In this embodiment, as shown in the flow chart of FIG. 6, the screen to be presented has moved to a predetermined position so as to be able to cope with the case where the visual acuity table drive mechanism does not operate due to a failure. The photoelectric switch for screen switching detection 1
Although the response signal is sent after the confirmation with the signal of 1, the order of steps 86 and 87 may be changed.

After a lapse of a preset time t from step 63 in consideration of the time required for chart driving (step 69), the light receiving element 23, the preamplifier 22, and the detection circuit 21 receive the signal and convert it into a digital signal.
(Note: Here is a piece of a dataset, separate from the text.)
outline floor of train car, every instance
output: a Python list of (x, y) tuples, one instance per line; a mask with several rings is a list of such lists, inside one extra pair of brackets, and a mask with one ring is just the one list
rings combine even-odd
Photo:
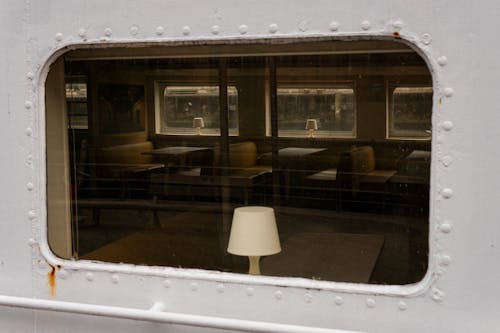
[[(169, 204), (168, 201), (165, 203)], [(80, 209), (76, 228), (79, 256), (104, 261), (245, 273), (248, 267), (246, 258), (232, 256), (225, 250), (231, 224), (230, 214), (220, 214), (218, 208), (214, 214), (214, 205), (211, 203), (197, 202), (195, 205), (176, 202), (175, 207), (157, 211), (159, 226), (155, 224), (151, 210), (101, 209), (99, 224), (94, 225), (92, 211)], [(232, 212), (233, 208), (226, 207), (226, 211)], [(276, 211), (276, 215), (282, 246), (288, 238), (301, 233), (383, 236), (380, 252), (376, 254), (374, 267), (366, 282), (414, 283), (423, 277), (427, 269), (426, 218), (283, 206)], [(130, 242), (126, 243), (128, 239)], [(123, 244), (119, 250), (112, 249), (112, 244), (120, 241)], [(137, 249), (134, 244), (143, 245)], [(102, 249), (107, 247), (109, 251), (105, 251), (104, 257), (96, 254), (102, 253)], [(314, 251), (314, 247), (311, 248)], [(357, 251), (354, 248), (352, 250)], [(341, 251), (344, 253), (340, 256), (349, 260), (349, 247)], [(320, 261), (324, 259), (321, 256), (312, 253), (311, 257), (312, 263), (317, 258), (318, 267), (322, 265)]]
Signal is
Processed by microcomputer (step 6)
4, 65, 66, 67), a predetermined signal is sent to the subjective optometer 24 via a communication cable, and the auxiliary lens of the subjective optometer is switched to a polarizing lens for stereoscopic inspection (step 68).

Similarly, for example, if the switch 4 for the watt four-light test for inspecting the simultaneous visual acuity of both eyes is pushed, the subjective optometer 24
The auxiliary lens of can be switched to a red filter for the right eye and a green filter for the left eye.
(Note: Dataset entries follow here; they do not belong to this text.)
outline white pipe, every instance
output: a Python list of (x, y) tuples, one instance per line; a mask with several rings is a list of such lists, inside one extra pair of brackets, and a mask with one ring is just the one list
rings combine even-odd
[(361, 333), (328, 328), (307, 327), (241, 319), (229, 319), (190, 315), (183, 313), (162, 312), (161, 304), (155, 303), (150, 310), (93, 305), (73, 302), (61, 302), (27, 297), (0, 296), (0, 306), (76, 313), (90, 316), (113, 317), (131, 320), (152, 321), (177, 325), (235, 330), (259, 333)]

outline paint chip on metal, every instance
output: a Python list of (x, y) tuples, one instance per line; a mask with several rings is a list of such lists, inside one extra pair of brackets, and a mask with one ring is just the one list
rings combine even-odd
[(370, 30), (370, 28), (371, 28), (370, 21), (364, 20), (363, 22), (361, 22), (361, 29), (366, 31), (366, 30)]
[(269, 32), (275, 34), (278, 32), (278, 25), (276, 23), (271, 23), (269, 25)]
In this way, the optotype presenting unit (visual acuity table) and the optotype (screen)
Communication between the switching control unit and the subjective optometer can be realized.

[Effects of the Invention] As is clear from the above description, according to the present invention, it is possible to realize a visual function inspection device in which the optotype screen data on the control box side and the actual optotype screen are surely matched.

Also, since the optotype presenting unit and the control box each have a communication function to the other, complicated control can be performed between them.
There is no need to upsize the device.

[Brief description of drawings]

FIG. 1 is an external view of a visual acuity table (optotype presenting section) according to an embodiment of the present invention, FIG. 2 is a sectional view of the example of FIG. 1, and FIG. 3 is an optotype switching control section 12 and a subjective type. FIG. 4 is an external view of the optometer control unit 13, FIG. 4 is a block circuit diagram of the optotype switching control unit, FIG. 5 is a block circuit diagram of the visual acuity table (optotype presenting unit), and FIG. 6 is an embodiment of the present invention. It is a flowchart figure which shows operation | movement. 1 …… Optical acuity chart (target presenting part) 5 …… Infrared light receiving / emitting window 12 …… Target switching control unit 13 …… Self-conscious optometer control unit 14 …… Target selection switch 25 …… Target switching control Microcomputer circuit 40 ... Transmitter 41 that transmits a response signal 41 ... Light emitting element 42 ... Output buffer 43 ... Code modulation circuit

Claims (3)

[Claims] 1. An optotype presenting section for switching and displaying optotypes for visual function inspection for inspecting a plurality of visual functions in a predetermined housing, and optotype switching of the optotype presenting section. In the visual function inspection device, which is performed by converting the signal selected by the presentation optotype selecting unit arranged apart from the radio communication signal and transmitting the signal to the optotype presenting unit, the signal from the presentation optotype selecting unit A response signal transmitting means connected to the optotype presenting section, which responds when the signal is received, and a signal receiving means for receiving a signal from the response signal transmitting means and transmitting the signal to the presented optotype selecting means. A visual function inspection device comprising: 2. A visual function test characterized in that the response signal of the presented visual target selecting means of claim 1 is obtained by adding information possessed by the presented visual target selecting means to a signal transmitted by the presented visual target selecting means. apparatus. 3. The visual function inspection device according to claim 2, wherein the additional information is information for individualizing a plurality of optotypes on the screen.